Funding by Adam and Matthew

1.Matthew and Adam have each contributed $325,025 to CDL’s operations over time.

2.While the amounts contributed by each of Adam and Matthew were recorded as shareholder advances, they were not repayable on demand. Both shareholders contributed equally with the expectation they would take funds out equally. They both viewed CDL as a business to support their long term future.

3.That is also how they treated the advances made to their other companies including Housing West Coast Limited. In that business they always mutually agreed the withdrawal of shareholder funds. This would be discussed with me when finalising the annual accounts.

4.I did not have any express discussions with either Matthew or Adam about the terms of the shareholder funding to CDL, however I understood it was on the same basis as for Housing West Coast Limited. CDL was additionally a passive business which held

commercial property for investment. It did not actually trade, unlike Housing West Coast.

5.In form, the advances to CDL were effectively a shareholder loan, and in substance could be treated like equity in that they were long term funding and requiring the agreement of both of them before the overall individual amounts could be reduced.

6.CDL’s financial accounts record the shareholder advances as a current liability. That is not uncommon within the accounting profession, where the advances are not recorded in any formal term-loan document. The advances were still, however, intended to be long term funding, but technically could be called up by the shareholders at short notice (hence why they are recorded as current liabilities). Any such call up would require the agreement of both Adam and Matthew in the case of CDL. That has not happened to my knowledge.

Adam’s withdrawal of the funds

7.Adam has not been involved in the day to day management of CDL for some time. Sometime in mid May 2021 he called me and said he wanted to withdraw his shareholder funding from CDL. I told him he could not do that without Matthew’s agreement and he would need to speak to Matthew about that. He asked me if I could do that as he and Matthew have not been speaking for some time. I said I would speak to Matthew as requested.

8.On 19 May 2021 he followed up with me and asked if I had looked into his current account yet.

9.I spoke to Matthew on Thursday 20 May 2021 about Adam’s request to withdraw his funding. Matthew said he would not agree to that.

10.Adam however withdrew the $300,000 from CDL’s account on Friday 21 May 2021 before I had responded to him. He texted me on 21 May 2021 at 1:38 p.m. to tell me he had withdrawn the funding.

[20]   So far as Adam’s removal as a director of CDL is concerned, on 14 June 2021 a shareholders’ resolution was passed resolving that Adam would be removed as a director. As I have noted, the total shareholding interest of Adam and his family in CDL was held then and remains now as to 49 per cent by his family trust and as to one per cent by himself personally.
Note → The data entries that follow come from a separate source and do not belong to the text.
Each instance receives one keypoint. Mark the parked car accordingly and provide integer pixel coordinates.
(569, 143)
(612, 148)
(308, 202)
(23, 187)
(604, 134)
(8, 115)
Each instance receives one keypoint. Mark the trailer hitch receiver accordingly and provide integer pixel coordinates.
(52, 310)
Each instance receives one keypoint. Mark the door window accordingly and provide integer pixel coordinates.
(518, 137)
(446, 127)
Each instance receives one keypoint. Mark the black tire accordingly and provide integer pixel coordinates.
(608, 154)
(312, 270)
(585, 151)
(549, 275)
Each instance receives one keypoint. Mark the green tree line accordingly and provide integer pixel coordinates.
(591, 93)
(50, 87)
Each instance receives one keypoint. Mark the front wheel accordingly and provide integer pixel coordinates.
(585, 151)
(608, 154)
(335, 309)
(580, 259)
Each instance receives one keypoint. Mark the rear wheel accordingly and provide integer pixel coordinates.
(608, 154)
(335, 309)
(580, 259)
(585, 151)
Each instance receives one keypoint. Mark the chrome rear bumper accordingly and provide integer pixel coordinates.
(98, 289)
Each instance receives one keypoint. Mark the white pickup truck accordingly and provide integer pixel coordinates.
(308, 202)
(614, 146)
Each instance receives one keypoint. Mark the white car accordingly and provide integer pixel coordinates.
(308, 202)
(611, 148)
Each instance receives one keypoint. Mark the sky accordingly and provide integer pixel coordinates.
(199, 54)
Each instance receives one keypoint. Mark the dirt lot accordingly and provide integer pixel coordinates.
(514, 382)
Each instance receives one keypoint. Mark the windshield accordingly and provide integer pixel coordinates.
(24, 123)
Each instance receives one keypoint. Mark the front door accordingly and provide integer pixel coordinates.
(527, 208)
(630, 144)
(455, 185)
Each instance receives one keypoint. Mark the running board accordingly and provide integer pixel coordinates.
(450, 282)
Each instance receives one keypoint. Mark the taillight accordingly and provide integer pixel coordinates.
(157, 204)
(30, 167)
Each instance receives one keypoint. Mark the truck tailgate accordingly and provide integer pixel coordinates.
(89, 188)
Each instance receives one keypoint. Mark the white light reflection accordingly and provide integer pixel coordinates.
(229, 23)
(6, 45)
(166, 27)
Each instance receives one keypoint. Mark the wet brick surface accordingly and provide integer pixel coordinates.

The trustees of his family trust, noted at the time as his mother and his stepfather, voted in favour of the shareholder resolution for his removal as a director of the company. Soon after that, presumably as the settlor of the family trust, Adam removed his mother and stepfather as trustees of that trust.

[21]   Finally, Matthew refers to certain other matters which occurred in June and July 2021 which he contends have relevance here. Their strict relevance is not entirely

clear at this point but simply for completeness, I note now the following matters advanced by Matthew which he suggests likely involved Adam:

(a)on 15/16 June 2021, the offices of G J Gardner in Greymouth were attacked overnight;

(b)later in June 2021, a G J Gardner utility vehicle had a rock thrown through its windscreen; and

(c)on 31 July 2021, Matthew says Adam chased him in his vehicle, ramming it at least twice.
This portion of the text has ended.